DataFrame

The DataFrameSource and DataFrameDestination allow you to read or write from a Microsoft.Data.Analysis.DataFrame.

Microsoft.Analysis.DataFrame

Microsoft.Data.Analysis.DataFrame is a .NET library designed for data manipulation and analysis, similar to the pandas library in Python. It allows users to work with tabular data, supporting various data types and providing functionalities for numerous data operations.

The Microsoft DataFrame

Microsoft.Data.Analysis.DataFrame offers efficient columnar storage for data and supports multiple data types, including integers, strings, decimals, and dates. It provides a variety of data operations such as filtering, aggregation, and joining, enabling robust data analysis capabilities within the .NET ecosystem.

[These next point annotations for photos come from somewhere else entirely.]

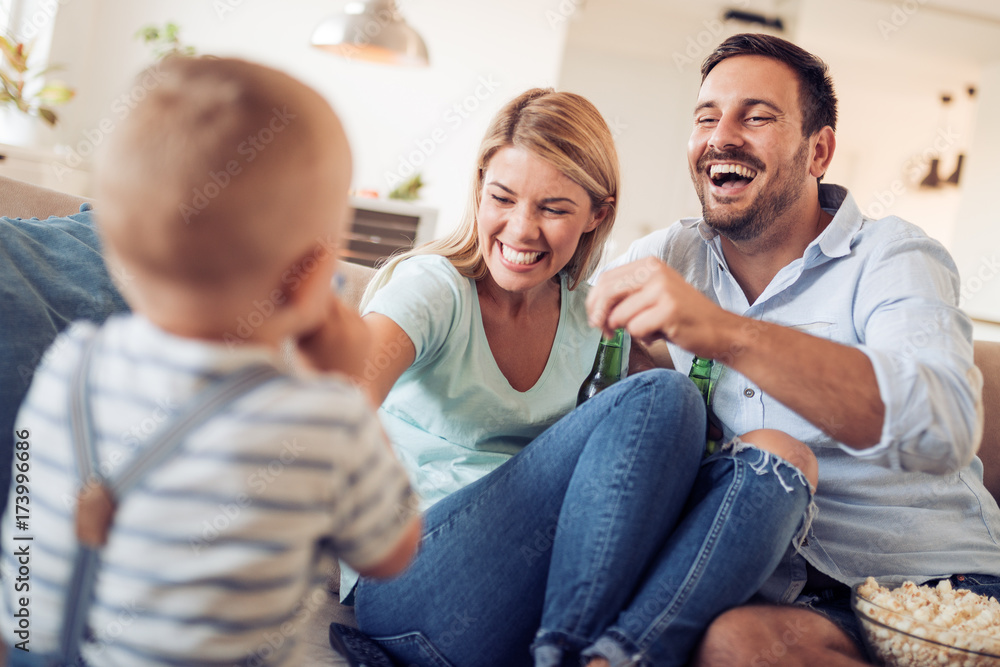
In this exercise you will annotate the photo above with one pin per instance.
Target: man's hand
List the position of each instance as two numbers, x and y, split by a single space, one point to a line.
653 302
339 344
831 385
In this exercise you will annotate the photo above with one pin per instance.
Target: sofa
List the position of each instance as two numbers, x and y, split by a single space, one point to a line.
21 200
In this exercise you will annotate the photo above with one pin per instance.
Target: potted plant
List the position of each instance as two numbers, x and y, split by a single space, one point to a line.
24 92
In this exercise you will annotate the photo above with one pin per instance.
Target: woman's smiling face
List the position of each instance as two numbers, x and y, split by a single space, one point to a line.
530 219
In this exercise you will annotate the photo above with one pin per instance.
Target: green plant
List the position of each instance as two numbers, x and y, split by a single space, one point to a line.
409 189
24 87
164 41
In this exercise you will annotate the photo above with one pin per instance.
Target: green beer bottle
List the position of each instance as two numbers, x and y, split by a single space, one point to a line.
607 367
701 375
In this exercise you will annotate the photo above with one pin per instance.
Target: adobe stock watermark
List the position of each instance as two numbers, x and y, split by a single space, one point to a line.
899 16
121 107
698 46
248 150
453 119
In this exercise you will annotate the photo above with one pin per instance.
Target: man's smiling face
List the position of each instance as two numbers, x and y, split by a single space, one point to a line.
748 158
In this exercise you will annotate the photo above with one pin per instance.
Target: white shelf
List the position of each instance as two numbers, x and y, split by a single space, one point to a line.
47 168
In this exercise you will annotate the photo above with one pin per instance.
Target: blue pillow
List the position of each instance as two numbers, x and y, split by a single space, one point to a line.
51 273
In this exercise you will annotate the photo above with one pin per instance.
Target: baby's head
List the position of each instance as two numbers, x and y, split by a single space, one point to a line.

Here is a simple example demonstrating how to create and manipulate a DataFrame:

using System;
using Microsoft.Data.Analysis;

// Create columns for the DataFrame
var col1 = new Int32DataFrameColumn("Col1", new int[] { 1, 2, 3 });
var col2 = new StringDataFrameColumn("Col2", new string[] { "A", "B", "C" });
var col3 = new DoubleDataFrameColumn("Col3", new double?[] { 1.1, 2.2, 3.3 });

// Construct the DataFrame using the created columns
var df = new DataFrame(col1, col2, col3);

// Display the DataFrame
Console.WriteLine(df);

// Perform a filter operation to select rows where Col1 values are greater than 1
var filteredDf = df.Filter(df["Col1"].ElementwiseGreaterThan(1));
Console.WriteLine("Filtered DataFrame:");
Console.WriteLine(filteredDf);

In this example, three columns are created for integers, strings, and nullable doubles. These columns are then used to construct a DataFrame. The DataFrame is printed to the console to display its contents. A filter operation is performed to select rows where the values in the “Col1” column are greater than 1. The filtered DataFrame is then printed to the console, showing the rows that meet the filter criteria.

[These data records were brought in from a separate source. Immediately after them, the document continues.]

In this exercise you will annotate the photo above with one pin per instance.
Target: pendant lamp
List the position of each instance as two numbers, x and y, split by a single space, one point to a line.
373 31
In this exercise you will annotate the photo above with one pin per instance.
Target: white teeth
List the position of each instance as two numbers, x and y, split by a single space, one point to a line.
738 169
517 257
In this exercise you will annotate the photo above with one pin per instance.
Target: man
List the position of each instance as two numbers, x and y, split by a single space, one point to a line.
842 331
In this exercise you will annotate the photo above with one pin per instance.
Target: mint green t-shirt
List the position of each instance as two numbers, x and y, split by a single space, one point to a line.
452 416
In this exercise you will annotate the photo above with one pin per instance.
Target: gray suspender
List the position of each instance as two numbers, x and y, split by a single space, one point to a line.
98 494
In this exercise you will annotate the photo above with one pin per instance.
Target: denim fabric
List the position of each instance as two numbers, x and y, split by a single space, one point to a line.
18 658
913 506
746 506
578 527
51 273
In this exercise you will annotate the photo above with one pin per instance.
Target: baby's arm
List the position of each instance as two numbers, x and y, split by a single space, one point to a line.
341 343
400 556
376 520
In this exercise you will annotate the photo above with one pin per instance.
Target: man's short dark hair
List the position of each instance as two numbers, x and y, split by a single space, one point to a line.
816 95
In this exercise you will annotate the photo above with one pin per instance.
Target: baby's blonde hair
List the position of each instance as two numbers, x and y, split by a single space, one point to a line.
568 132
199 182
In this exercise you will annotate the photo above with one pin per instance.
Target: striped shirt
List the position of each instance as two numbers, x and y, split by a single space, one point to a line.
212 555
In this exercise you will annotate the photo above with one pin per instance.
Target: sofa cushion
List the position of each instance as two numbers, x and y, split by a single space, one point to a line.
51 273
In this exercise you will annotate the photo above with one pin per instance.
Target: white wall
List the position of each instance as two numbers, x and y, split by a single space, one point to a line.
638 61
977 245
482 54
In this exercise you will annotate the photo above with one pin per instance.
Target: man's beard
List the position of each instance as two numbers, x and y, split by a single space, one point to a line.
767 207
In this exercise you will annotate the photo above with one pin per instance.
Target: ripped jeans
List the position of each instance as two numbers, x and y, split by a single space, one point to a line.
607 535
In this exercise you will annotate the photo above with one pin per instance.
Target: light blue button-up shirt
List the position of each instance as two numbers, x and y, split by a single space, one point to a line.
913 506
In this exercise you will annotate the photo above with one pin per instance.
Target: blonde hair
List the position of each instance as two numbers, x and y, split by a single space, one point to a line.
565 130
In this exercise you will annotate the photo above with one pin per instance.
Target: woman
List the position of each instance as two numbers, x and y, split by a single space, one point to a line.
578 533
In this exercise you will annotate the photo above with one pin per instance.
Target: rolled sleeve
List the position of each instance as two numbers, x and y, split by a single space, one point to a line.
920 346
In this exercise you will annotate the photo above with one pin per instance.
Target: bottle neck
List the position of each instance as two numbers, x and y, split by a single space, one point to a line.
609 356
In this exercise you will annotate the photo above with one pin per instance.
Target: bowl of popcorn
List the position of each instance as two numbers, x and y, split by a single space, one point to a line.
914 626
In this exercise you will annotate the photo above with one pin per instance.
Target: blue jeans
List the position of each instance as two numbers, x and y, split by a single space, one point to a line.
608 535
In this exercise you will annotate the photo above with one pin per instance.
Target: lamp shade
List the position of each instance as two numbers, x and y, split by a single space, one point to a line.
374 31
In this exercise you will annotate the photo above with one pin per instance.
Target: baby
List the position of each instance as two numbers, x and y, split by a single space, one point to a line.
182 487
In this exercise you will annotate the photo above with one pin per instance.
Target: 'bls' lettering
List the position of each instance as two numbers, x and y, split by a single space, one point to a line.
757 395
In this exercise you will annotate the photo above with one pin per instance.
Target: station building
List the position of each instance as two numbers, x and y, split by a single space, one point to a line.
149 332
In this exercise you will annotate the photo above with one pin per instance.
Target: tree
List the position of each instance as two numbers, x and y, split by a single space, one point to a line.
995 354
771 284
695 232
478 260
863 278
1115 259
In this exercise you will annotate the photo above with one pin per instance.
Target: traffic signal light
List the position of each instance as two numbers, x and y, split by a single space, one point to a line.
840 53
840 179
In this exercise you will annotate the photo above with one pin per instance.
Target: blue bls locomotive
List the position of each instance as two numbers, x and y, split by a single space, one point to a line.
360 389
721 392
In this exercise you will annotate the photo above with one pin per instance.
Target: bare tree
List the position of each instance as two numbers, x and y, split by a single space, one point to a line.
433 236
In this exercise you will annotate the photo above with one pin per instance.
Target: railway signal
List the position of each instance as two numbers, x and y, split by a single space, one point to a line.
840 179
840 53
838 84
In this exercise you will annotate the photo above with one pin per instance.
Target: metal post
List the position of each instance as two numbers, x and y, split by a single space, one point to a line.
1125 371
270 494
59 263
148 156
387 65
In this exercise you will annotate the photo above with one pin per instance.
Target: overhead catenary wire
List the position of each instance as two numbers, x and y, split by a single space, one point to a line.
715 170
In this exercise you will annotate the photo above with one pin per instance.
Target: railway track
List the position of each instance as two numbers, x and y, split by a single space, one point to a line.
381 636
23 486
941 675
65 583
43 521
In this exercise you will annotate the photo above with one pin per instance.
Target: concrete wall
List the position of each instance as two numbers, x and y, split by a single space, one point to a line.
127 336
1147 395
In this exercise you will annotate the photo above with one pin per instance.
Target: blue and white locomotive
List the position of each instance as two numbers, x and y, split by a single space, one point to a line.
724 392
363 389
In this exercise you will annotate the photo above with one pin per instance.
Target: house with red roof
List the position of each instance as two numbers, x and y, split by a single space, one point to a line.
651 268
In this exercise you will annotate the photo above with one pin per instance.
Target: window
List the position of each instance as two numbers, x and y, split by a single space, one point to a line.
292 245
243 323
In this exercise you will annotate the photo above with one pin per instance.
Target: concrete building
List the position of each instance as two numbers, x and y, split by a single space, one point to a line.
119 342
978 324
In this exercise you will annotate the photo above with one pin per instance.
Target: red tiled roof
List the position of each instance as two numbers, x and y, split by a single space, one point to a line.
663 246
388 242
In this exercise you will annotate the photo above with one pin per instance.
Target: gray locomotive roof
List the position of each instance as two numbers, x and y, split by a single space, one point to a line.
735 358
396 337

The output of the example code is as follows:

Col1      Col2      Col3
1         A         1.1
2         B         2.2
3         C         3.3

Filtered DataFrame:
Col1      Col2      Col3
2         B         2.2
3         C         3.3

This introduction and example provide a basic understanding of how to use Microsoft.Data.Analysis.DataFrame for fundamental data operations.

Loading from DataFrames with ETLBox

The DataFameSource and DataFrameDestination are part of the ETLBox.Analysis nuget package.

Using POCOs

You can simply connect the DataFrameSource to an existing DataFrame. This allows you to use the underlying data frame as a source for a data flow pipeline. Here is an example how to load the data into a memory object. Please note that this will convert the columnar storage into a classic row-based storage.

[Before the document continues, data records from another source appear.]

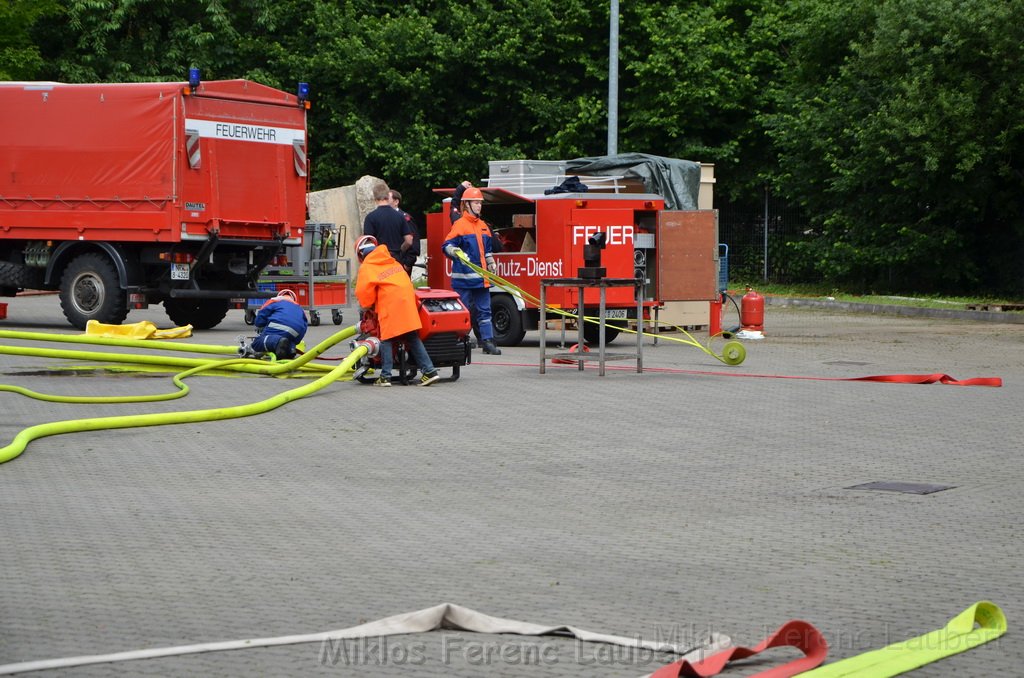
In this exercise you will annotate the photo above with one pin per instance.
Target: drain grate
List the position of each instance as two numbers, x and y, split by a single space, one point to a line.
905 488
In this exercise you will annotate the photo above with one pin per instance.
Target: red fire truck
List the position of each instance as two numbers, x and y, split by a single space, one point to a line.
125 195
674 253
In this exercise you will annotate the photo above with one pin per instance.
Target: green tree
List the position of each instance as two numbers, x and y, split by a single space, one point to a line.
696 76
19 55
900 131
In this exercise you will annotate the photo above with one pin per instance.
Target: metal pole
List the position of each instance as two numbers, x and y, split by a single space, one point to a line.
613 80
766 235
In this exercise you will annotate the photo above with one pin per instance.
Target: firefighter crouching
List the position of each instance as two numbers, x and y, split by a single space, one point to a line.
281 324
470 241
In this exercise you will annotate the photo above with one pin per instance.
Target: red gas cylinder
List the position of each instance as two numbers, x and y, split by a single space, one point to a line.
752 311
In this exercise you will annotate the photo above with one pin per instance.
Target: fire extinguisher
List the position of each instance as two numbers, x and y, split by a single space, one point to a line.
752 311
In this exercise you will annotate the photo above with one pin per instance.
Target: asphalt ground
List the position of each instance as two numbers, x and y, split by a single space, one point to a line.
692 497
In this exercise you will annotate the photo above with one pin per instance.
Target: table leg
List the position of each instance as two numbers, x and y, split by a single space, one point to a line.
544 330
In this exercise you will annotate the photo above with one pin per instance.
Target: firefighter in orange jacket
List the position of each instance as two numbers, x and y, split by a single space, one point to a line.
383 285
470 242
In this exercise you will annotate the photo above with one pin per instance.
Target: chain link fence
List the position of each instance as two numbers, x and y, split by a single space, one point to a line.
757 253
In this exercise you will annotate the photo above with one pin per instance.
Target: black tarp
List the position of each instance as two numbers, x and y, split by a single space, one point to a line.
676 180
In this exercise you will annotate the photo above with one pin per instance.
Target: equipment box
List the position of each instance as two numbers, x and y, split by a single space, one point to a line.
325 294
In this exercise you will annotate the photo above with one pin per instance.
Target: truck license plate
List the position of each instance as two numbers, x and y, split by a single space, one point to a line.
179 271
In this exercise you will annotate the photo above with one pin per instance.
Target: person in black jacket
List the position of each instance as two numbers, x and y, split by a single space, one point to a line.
410 256
387 225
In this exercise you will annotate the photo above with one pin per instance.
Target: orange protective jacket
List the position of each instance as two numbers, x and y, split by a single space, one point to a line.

Here is an example using a strongly typed object:

public class MyRow {
    public int Col1 { get; set; }
    public string Col2 { get; set; }
    public double? Col3 { get; set; }
}

 var col1 = new Int32DataFrameColumn("Col1", new int[] { 1, 2, 3 });
 var col2 = new StringDataFrameColumn("Col2", new string[] { "A", "B", "C" });
 var col3 = new DoubleDataFrameColumn("Col3", new double?[] { 1.1, 2.2, 3.3 });
 var df = new Microsoft.Data.Analysis.DataFrame(col1, col2, col3);
 var filteredDf = df.Filter(df["Col1"].ElementwiseGreaterThan(1));

 var source = new DataFrameSource<MyRow>(filteredDf);
 var dest = new MemoryDestination<MyRow>();
 source.LinkTo(dest);
 Network.Execute(source, dest);

 foreach (var row in dest.Data) {
     Console.WriteLine($"Col1: {row.Col1}, Col2: {row.Col2}, Col3: {row.Col3}");
 }

 /* Output */
 /*
 Col1: 2, Col2: B, Col3: 2.2
 Col1: 3, Col2: C, Col3: 3.3
 */

Adding Column Mapping

When extracting from an existing data frame using a POCO to map your rows into, you can also describe how the column in the data frame should be mapped to the properties in your object. If needed, you can map column with different naming to your properties, or ignore columns that have the same name as the property.

Here is an example:

public class MyRowWithCM {
    [DataFrameColumnMap("Key")]
    public int Col1 { get; set; }
    [DataFrameColumnMap("Value")]
    public string Col2 { get; set; }
    [DataFrameColumnMap(Ignore = true)]
    public double? Col3 { get; set; }
}

var col1 = new Int32DataFrameColumn("Key", new int[] { 1, 2, 3 });
var col2 = new StringDataFrameColumn("Value", new string[] { "A", "B", "C" });
var col3 = new DoubleDataFrameColumn("Col3", new double?[] { 1.1, 2.2, 3.3 });
var df = new Microsoft.Data.Analysis.DataFrame(col1, col2, col3);

var source = new DataFrameSource<MyRowWithCM>(df);
var dest = new MemoryDestination<MyRowWithCM>();
source.LinkTo(dest);
Network.Execute(source, dest);

foreach (var row in dest.Data) {
    Console.WriteLine($"Col1: {row.Col1}, Col2: {row.Col2}, Col3: {row.Col3}");
}

/* Output */
/*
Col1: 1, Col2: A, Col3: 
Col1: 2, Col2: B, Col3: 
Col1: 3, Col2: C, Col3: 
*/

Extracting with Dynamic Object

Instead of extract the data from an existing DataFrame using a strongly typed object, we can also utilize a dynamic ExpandoObject for this. The following code demonstrates this. Please note that we now use a slight different approach to initially fill our data frame.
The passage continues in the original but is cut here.